Ricordiamo a questo punto che dagli anni ’60, con un particolare incremento negli anni ’90 si studia l’eventuale impatto delle radiazioni non ionizzanti. Parliamo di un totale di circa 28 mila articoli scientifici, dove si evince che i dispositivi coinvolti non hanno mostrato di procurare danni alla salute delle persone.
Le evidenze di cancerogenicità sono limitate
Leggiamo ora in dettaglio le conclusioni sul 5G «probabile cancerogeno» riportate dagli stessi ricercatori (quelle dettagliate si trovano nel praragrafo n°6, pag. V), tra cui troviamo anche autori dell’Istituto Ramazzini di Bologna, noto per un precedente studio promosso dalla cooperativa sociale bolognese; utilizzato in maniera fuorviante dai detrattori del 5G, riguardante l’esposizione dei ratti per l’intera durata della loro vita alle onde elettromagnetiche non ionizzanti (ne avevamo tratta to qui e qui).
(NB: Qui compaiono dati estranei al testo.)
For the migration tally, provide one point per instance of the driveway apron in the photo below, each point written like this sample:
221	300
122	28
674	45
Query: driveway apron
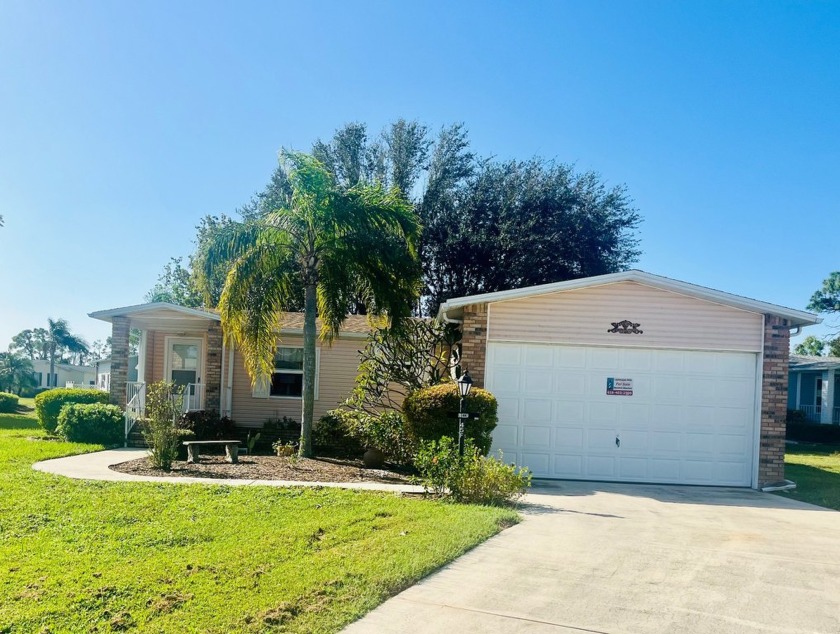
618	558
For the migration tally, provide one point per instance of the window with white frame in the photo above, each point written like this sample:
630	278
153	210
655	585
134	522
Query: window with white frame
287	379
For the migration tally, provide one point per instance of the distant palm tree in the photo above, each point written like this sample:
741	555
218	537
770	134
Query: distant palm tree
338	245
59	338
15	372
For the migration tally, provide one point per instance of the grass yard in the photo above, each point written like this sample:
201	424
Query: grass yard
816	471
80	556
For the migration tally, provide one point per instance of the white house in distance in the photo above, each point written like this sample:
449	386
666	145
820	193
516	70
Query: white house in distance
78	375
814	386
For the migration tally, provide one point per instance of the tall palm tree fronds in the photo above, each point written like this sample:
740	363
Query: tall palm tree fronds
336	245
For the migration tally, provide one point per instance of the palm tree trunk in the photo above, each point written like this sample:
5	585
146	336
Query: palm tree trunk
309	335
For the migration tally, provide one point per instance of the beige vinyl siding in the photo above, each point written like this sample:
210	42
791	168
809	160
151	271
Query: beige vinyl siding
667	319
156	347
336	378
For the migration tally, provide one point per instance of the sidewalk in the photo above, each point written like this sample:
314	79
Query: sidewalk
94	466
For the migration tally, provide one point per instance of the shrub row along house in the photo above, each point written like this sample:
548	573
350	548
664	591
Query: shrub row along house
624	377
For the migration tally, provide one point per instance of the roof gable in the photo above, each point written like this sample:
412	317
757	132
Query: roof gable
453	307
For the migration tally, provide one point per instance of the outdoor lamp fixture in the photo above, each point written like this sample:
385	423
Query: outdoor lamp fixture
464	387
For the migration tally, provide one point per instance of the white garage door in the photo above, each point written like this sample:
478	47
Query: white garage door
673	416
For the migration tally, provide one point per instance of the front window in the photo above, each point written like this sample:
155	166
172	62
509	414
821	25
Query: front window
287	379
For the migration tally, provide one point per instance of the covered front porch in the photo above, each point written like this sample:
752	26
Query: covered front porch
814	386
180	345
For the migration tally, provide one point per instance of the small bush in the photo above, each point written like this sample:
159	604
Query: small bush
8	403
48	404
208	425
475	479
429	414
333	434
92	423
388	433
160	428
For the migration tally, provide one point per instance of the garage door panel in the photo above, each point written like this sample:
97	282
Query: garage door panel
569	412
538	463
506	436
690	418
538	382
538	356
601	467
536	436
568	438
568	466
569	383
537	409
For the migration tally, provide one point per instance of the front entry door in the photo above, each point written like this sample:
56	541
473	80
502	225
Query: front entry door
183	368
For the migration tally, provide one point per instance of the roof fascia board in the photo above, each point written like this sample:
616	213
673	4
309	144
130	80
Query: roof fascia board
640	277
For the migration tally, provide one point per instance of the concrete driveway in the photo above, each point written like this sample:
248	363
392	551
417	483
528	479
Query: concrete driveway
610	558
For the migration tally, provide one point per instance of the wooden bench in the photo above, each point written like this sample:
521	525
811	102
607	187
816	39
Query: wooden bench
231	449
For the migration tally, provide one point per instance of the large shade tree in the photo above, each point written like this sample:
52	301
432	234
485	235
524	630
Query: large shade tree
59	338
338	244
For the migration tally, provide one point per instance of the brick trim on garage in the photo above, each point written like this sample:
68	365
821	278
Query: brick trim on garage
774	384
474	342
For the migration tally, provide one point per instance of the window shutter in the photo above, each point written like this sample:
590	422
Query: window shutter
261	389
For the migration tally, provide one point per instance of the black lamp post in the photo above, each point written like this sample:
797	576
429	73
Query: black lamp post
464	387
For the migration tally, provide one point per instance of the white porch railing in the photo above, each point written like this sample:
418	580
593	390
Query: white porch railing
812	412
193	397
190	400
135	404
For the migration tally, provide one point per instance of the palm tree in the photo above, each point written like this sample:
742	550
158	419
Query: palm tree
60	338
15	372
337	245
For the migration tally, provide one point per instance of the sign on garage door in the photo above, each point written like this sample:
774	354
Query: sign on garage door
674	416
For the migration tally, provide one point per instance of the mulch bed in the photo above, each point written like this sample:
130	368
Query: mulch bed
268	468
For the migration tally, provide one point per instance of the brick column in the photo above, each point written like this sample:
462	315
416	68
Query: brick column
213	368
120	329
474	342
774	384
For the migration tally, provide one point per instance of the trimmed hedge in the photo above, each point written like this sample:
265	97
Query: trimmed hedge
812	432
8	403
429	414
92	423
48	404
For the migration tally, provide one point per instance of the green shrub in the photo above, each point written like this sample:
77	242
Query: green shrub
48	404
208	425
388	433
429	414
160	428
8	403
473	479
92	423
334	434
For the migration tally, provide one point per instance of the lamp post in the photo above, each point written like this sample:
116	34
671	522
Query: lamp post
464	387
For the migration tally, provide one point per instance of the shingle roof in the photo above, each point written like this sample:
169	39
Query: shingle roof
798	362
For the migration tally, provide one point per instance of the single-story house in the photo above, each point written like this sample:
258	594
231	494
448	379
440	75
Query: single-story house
633	377
186	346
813	388
64	374
103	372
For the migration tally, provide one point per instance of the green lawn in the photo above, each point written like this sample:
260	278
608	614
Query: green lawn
80	556
816	471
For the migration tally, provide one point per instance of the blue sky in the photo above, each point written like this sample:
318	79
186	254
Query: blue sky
121	124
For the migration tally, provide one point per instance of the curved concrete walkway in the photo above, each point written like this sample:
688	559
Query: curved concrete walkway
95	466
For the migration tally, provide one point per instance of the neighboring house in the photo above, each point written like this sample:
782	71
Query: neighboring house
185	346
103	372
633	377
78	375
814	388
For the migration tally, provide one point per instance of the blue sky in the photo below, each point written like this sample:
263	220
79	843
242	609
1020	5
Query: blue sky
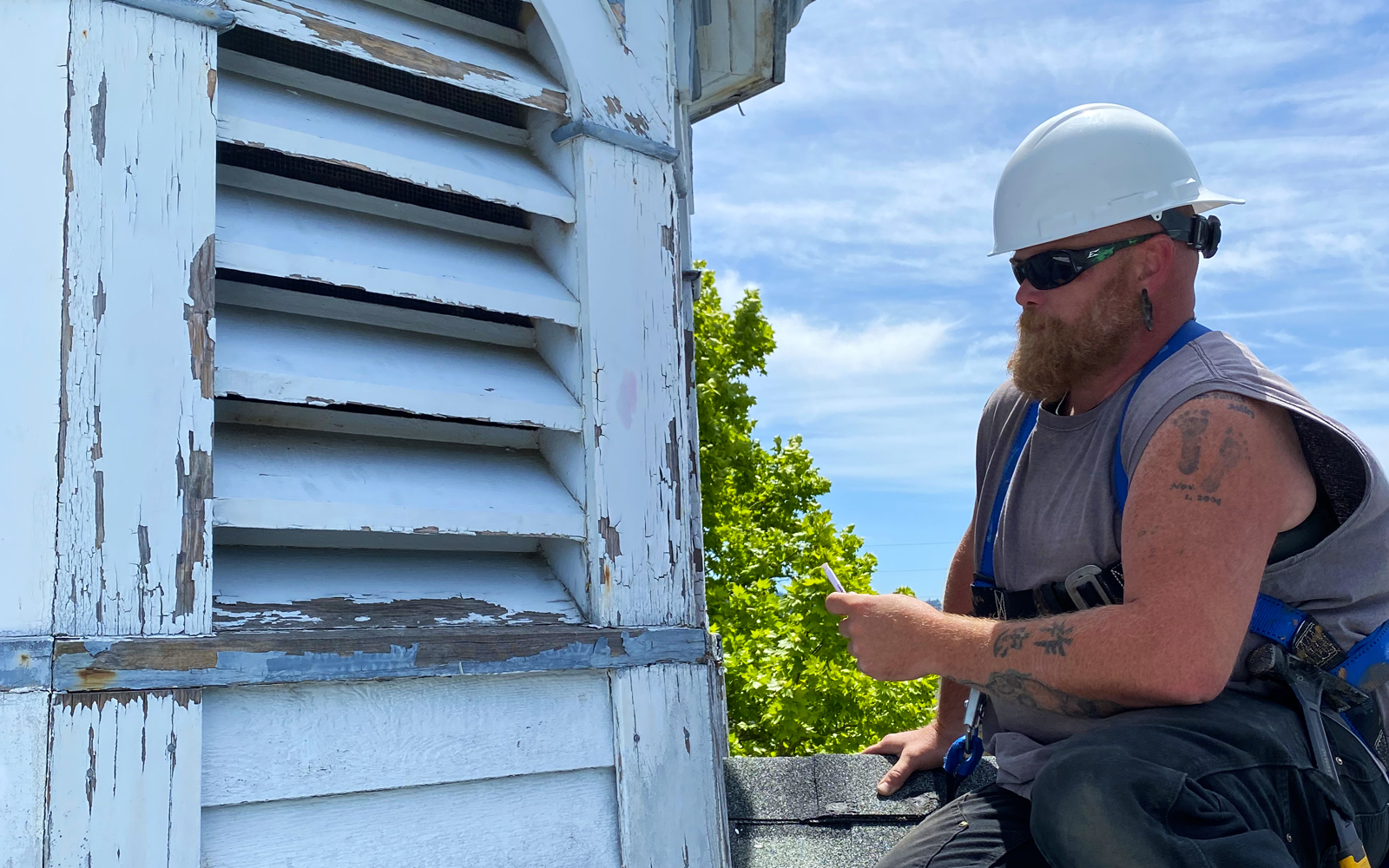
858	196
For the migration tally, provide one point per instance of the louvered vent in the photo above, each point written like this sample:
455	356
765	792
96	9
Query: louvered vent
392	421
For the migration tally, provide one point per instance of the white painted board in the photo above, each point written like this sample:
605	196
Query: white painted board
664	733
24	778
381	312
135	450
268	587
278	236
560	819
34	49
125	779
284	478
305	360
417	46
299	122
316	740
643	483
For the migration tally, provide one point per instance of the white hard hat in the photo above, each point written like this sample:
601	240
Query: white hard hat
1089	167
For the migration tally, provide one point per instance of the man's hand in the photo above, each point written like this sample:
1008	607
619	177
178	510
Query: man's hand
917	749
889	634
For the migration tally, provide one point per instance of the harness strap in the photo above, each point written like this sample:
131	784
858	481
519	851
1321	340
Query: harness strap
1189	332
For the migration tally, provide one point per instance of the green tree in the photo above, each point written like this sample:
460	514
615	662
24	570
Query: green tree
792	685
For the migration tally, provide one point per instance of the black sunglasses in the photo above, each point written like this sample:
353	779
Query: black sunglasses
1052	268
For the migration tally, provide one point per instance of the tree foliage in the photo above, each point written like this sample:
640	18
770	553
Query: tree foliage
792	685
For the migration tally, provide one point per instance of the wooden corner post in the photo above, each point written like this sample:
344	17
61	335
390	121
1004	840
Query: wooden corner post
109	181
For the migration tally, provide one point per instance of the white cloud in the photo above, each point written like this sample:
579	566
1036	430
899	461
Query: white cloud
859	196
882	404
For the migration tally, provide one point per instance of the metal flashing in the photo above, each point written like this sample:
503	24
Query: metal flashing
25	663
187	10
616	136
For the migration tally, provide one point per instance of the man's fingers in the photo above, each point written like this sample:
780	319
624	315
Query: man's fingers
898	775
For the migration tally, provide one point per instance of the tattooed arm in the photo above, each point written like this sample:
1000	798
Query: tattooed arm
1217	483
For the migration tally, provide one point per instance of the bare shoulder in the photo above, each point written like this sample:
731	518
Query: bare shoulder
1221	444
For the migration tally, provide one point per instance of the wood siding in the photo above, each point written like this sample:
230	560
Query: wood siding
354	507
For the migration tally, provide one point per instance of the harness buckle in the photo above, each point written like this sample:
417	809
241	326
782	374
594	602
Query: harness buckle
1087	576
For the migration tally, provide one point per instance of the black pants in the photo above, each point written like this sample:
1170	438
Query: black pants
1219	785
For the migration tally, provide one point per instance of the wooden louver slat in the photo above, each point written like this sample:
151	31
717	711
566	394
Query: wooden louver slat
411	45
295	479
285	238
306	360
261	115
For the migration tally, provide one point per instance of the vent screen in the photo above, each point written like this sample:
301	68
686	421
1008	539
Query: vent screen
335	64
507	13
351	293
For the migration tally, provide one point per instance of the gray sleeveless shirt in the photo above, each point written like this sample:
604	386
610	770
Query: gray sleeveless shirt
1060	514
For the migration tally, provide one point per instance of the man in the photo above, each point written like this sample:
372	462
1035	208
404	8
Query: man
1134	733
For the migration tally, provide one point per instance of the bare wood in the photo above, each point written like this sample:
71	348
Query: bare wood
135	464
388	735
361	654
124	782
372	425
664	733
413	45
307	360
266	115
372	97
562	819
639	536
278	236
260	588
379	312
295	479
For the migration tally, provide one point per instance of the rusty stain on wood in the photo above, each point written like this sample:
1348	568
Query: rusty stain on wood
414	60
199	314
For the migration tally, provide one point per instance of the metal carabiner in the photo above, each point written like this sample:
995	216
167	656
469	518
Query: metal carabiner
964	754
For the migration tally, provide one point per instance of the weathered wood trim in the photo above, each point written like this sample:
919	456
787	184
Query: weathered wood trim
639	541
34	50
25	664
663	733
24	792
134	536
641	145
194	13
400	733
361	654
124	779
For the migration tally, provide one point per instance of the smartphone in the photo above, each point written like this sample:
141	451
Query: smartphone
833	580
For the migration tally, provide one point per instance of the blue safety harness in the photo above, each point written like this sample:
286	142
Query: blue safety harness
1363	667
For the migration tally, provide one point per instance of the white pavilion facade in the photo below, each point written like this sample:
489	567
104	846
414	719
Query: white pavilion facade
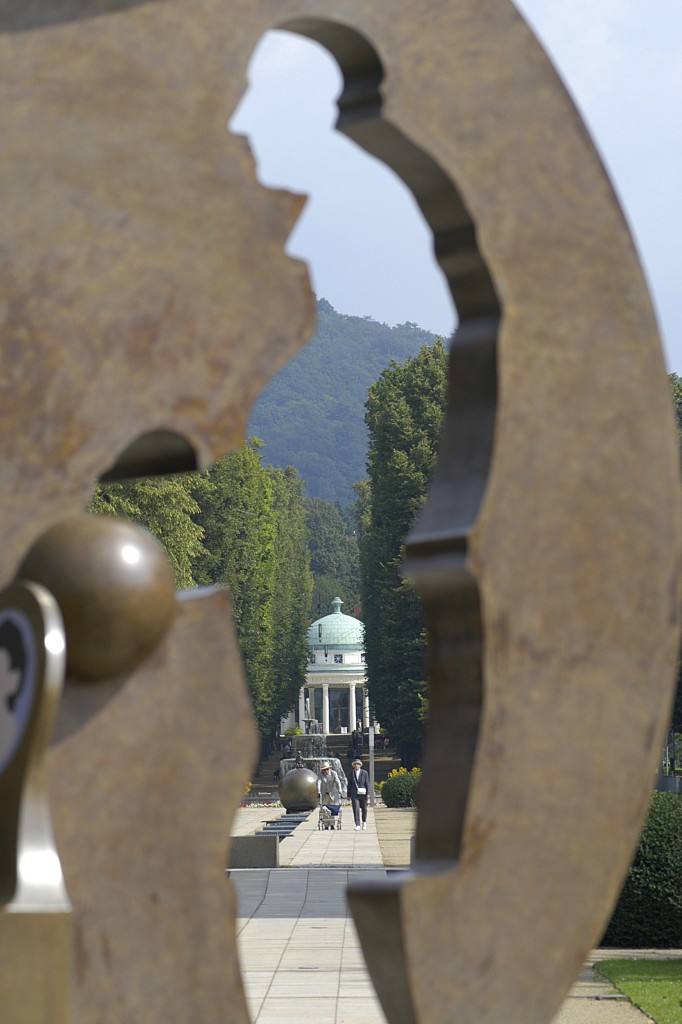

«Esistono prove limitate di cancerogenicità delle radiazioni RF negli esseri umani. Aggiornando i risultati della valutazione complessiva del 2011 al 2020 – spiegano i ricercatori -, sono state nuovamente osservate associazioni positive tra l’esposizione alle radiazioni a radiofrequenza dei telefoni wireless e sia il glioma (tumore del cervello) che il neuroma acustico, ma le prove sull’uomo sono ancora limitate».
Conclusioni
Anche se il dossier in oggetto suggerische che le radiazioni del 5G siano un probabile cancerogeno nell’uomo, si tratta di una revisione che si discosta nettamente dai risultati raccolti dalla IARC, che classifica le onde non ionizzanti nella tabella 2B come «possibile cancerogeno», assieme oltre duecento sostanze che si trovano in commercio. In sostanza non esistono evidenze tali da rendere il 5G meno sicuro delle generazioni precedenti.